Secrets of Postgres Performance
Measure Everything Before and After
Do not do Dumb Things
Watch your query counts
shared_buffers: set to 25% of available ram, move up/down 5%
to find sweet spot
effective_cache_size: planning hint that tells PG how much RAM it can expect for OS disk cache
work_mem: per process amount of ORDER BY space
wal_buffers: Set to 16MB and forget it
checkpoint_segments: Increase to at least 10
maintenance_work_mem: 50MB for every GB of RAM
synchronous_commit: turn off with data loss risks
Disks. Lots of disks.
Not all disks are created equal. Faster disks make a huge difference.
Configuration of disks matters a lot. RAID-5 is bad. RAID-1+0 is good.
Separate out the WAL onto its own disk. Can 4x write performance.

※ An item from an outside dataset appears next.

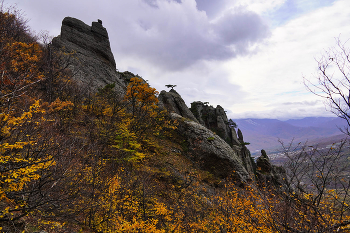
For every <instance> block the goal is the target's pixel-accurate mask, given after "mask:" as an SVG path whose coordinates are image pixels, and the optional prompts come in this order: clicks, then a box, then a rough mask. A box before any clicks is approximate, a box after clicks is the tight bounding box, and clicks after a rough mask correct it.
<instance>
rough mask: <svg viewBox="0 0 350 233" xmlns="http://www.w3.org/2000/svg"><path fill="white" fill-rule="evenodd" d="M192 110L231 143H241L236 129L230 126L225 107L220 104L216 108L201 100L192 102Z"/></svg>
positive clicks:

Worry about CPU after your disk/RAID/filesystem configurations are more or less optimal.
Use pgbouncer to pool connections
Consider putting archive or legacy data onto slower drives/volumes
Separate your data and indices onto different volumes if possible
This applies even on SANs
Best of both worlds with Rackspace and Cloud Connect
EBS volumes and Software RAID is best but scary on AWS.
Choice of filesystem matters. No journaled filesystems for your WAL, it is a journal.
Use XFS for maximum performance.
Avoid queries in loops.
Count() is slow
And look at that - a 35 minute video is compressed into 1 minute of reading and I bet, thanks to the summary, I obtained 75% of the relevant info that I would have got if I had watched the video in it's entirety.
I really despise non-textual media.
I don't know if I'm an edge case here, but if not there might be some kind of opportunity there.
With text, at least I can speed read and ignore stuff that is not important to me.
Call it, "The wiki for getting to the fucking point".
One thing though:
"EBS volumes and Software RAID is best but scary on AWS"
I've managed an EBS RAID10 database for a few years now. I wouldn't touch this with a 10 foot pole.
Do yourself a favor, set up an m1.xlarge (or bigger) instance, put the ephemeral drives in a RAID0 and mirror across multiple machines using hot-standby, slony, londiste, or some other tool. You'll be much happier, your system will perform much better, and you'll have a failover strategy in place.
Or are you focusing on the RAID10 part - but then everywhere RAID10 is touted to be the best RAID solution (right balance between performance and safety)
The ephemeral drives are drives directly attached to the server and to the best of my knowledge are not a shared resource. Their performance characteristics are highly consistent, but if your server goes down all data on those drivers are lost.
EBS sounds nice in theory, but by going to EBS RAID you throw away most of its benefits (such as snapshotting) and take on it's worst aspects.
Use Wal-E to push wal logs to s3.
I enjoyed this video, even though I'm not a PostgreSQL guy, as it has a lot of good generic info. The advice about XFS and noatime was right on the money, although I don't think he strongly stated enough why you don't want to run EBS volumes over software RAID-0. In my experience this is a really bad idea, because just one of those EBS volumes getting picking up a laggy await (happens pretty frequently with volumes I've seen in the wild) will drag down the performance of the entire array. Also I'm told that the old "RAID-5 is always bad" notion is considerably more nuanced nowadays, and that many of the earlier OLTP write performance problems with RAID-5 have been largely mitigated with modern RAID controllers.
" Also I'm told that the old "RAID-5 is always bad" notion is considerably more nuanced nowadays, and that many of the earlier OLTP write performance problems with RAID-5 have been largely mitigated with modern RAID controllers."
I can think of good reasons to switch from mysql to postgres though, and I've a hard time coming up with reasons to switch from postgres to mysql (which is something else all together than choosing mysql over postgres in the first place - although even there, for serious deployments, the only real reasons I can see are in the "it's what we know" department).
Long time Postgres user so I may be a little biased ;-), but still.